1 En ik zag een anderen sterken engel, afkomende van den hemel, die bekleed was met een wolk; en een regenboog was boven zijn hoofd; en zijn aangezicht was als de zon, en zijn voeten waren als pilaren van vuur.

2 En hij had in zijn hand een boeksken, dat geopend was; en hij zette zijn rechtervoet op de zee, en den linker op de aarde.

3 En hij riep met een grote stem, gelijkerwijs een leeuw brult; en als hij geroepen had, spraken de zeven donderslagen hun stemmen.

4 En toen de zeven donderslagen hun stemmen gesproken hadden, zo zou ik ze geschreven hebben; en ik hoorde een stem uit den hemel, die tot mij zeide: Verzegel, hetgeen de zeven donderslagen gesproken hebben, en schrijf dat niet.

5 En de engel, dien ik zag staan op de zee, en op de aarde, hief zijn hand op naar den hemel;

6 En hij zwoer bij Dien, Die leeft in alle eeuwigheid, Die den hemel geschapen heeft en hetgeen daarin is, en de aarde en hetgeen daarin is, en de zee en hetgeen daarin is, dat er geen tijd meer zal zijn;

7 Maar in de dagen der stem des zevenden engels, wanneer hij bazuinen zal, zo zal de verborgenheid Gods vervuld worden, gelijk Hij Zijn dienstknechten, den profeten, verkondigd heeft.

8 En de stem, die ik gehoord had uit den hemel, sprak wederom met mij, en zeide: Ga henen, neem het boeksken, dat geopend en in de hand des engels is, die op de zee en op de aarde staat.

9 En ik ging henen tot den engel, zeggende tot hem: Geef mij dat boeksken. En hij zeide tot mij: Neem dat en eet het op; en het zal uw buik bitter maken, maar in uw mond zal het zoet zijn als honig.

10 En ik nam dat boeksken uit de hand des engels, en ik at dat op; en het was in mijn mond zoet als honig, en als ik het gegeten had, werd mijn buik bitter.

11 En hij zeide tot mij: Gij moet wederom profeteren voor vele volken, en natien, en talen, en koningen.

1 И видел я другого Ангела сильного, сходящего с неба, облеченного облаком; над головою его была радуга, и лице его как солнце, и ноги его как столпы огненные,

2 в руке у него была книжка раскрытая. И поставил он правую ногу свою на море, а левую на землю,

3 и воскликнул громким голосом, как рыкает лев; и когда он воскликнул, тогда семь громов проговорили голосами своими.

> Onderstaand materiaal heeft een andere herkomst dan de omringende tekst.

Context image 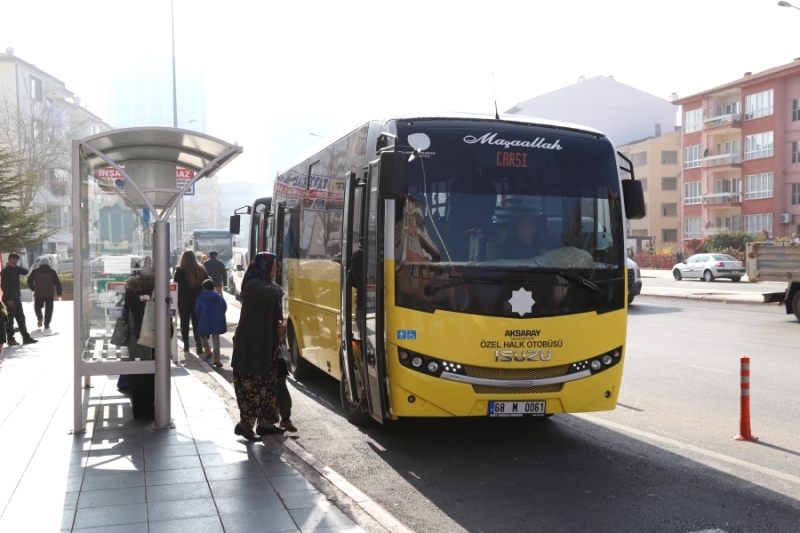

4 И когда семь громов проговорили голосами своими, я хотел было писать; но услышал голос с неба, говорящий мне: скрой, что говорили семь громов, и не пиши сего.

5 И Ангел, которого я видел стоящим на море и на земле, поднял руку свою к небу

6 и клялся Живущим во веки веков, Который сотворил небо и все, что на нем, землю и все, что на ней, и море и все, что в нем, что времени уже не будет;

7 но в те дни, когда возгласит седьмой Ангел, когда он вострубит, совершится тайна Божия, как Он благовествовал рабам Своим пророкам.

8 И голос, который я слышал с неба, опять стал говорить со мною, и сказал: пойди, возьми раскрытую книжку из руки Ангела, стоящего на море и на земле.

9 И я пошел к Ангелу, и сказал ему: дай мне книжку. Он сказал мне: возьми и съешь ее; она будет горька во чреве твоем, но в устах твоих будет сладка, как мед.

10 И взял я книжку из руки Ангела, и съел ее; и она в устах моих была сладка, как мед; когда же съел ее, то горько стало во чреве моем.

11 И сказал он мне: тебе надлежит опять пророчествовать о народах и племенах, и языках и царях многих.